Nearest neighbor search Animation of NN searching with a KD Tree in 2D
The nearest neighbor (NN) algorithm aims to find the point in the tree which is nearest to a given input point. This search can be done efficiently by using the tree properties to quickly eliminate large portions of the search space. Searching for a nearest neighbor in a kd-tree proceeds as follows:
- Starting with the root node, the algorithm moves down the tree recursively, in the same way that it would if the search point were being inserted (i.e. it goes right or left depending on whether the point is greater or less than the current node in the split dimension).
- Once the algorithm reaches a leaf node, it saves that node point as the "current best"

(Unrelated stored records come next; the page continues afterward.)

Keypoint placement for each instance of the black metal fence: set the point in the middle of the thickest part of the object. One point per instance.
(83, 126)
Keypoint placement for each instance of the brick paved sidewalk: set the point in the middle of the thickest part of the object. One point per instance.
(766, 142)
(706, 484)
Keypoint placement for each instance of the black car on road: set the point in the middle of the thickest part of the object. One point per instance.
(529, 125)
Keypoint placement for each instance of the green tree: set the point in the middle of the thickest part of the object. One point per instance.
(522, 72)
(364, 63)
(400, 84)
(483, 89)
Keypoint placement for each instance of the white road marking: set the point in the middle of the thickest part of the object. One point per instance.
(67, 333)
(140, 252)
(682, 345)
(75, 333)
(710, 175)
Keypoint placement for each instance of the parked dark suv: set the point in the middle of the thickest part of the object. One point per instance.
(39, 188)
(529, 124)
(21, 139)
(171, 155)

- The algorithm unwinds the recursion of the tree, performing the following steps at each node: 1. If the current node is closer than the current best, then it becomes the current best. 2. The algorithm checks whether there could be any points on the other side of the splitting plane that are closer to the search point than the current best. In concept, this is done by intersecting the splitting hyperplane with a hypersphere around the search point that has a radius equal to the current nearest distance. Since the hyperplanes are all axis-aligned this is implemented as a simple comparison to see whether the difference between the splitting coordinate of the search point and current node is less than the distance (overall coordinates) from the search point to the current best. 1. If the hypersphere crosses the plane, there could be nearer points on the other side of the plane, so the algorithm must move down the other branch of the tree from the current node looking for closer points, following the same recursive process as the entire search. 2. If the hypersphere doesn't intersect the splitting plane, then the algorithm continues walking up the tree, and the entire branch on the other side of that node is eliminated.
- When the algorithm finishes this process for the root node, then the search is complete.
Generally the algorithm uses squared distances for comparison to avoid computing square roots. Additionally, it can save computation by holding the squared current best distance in a variable for comparison.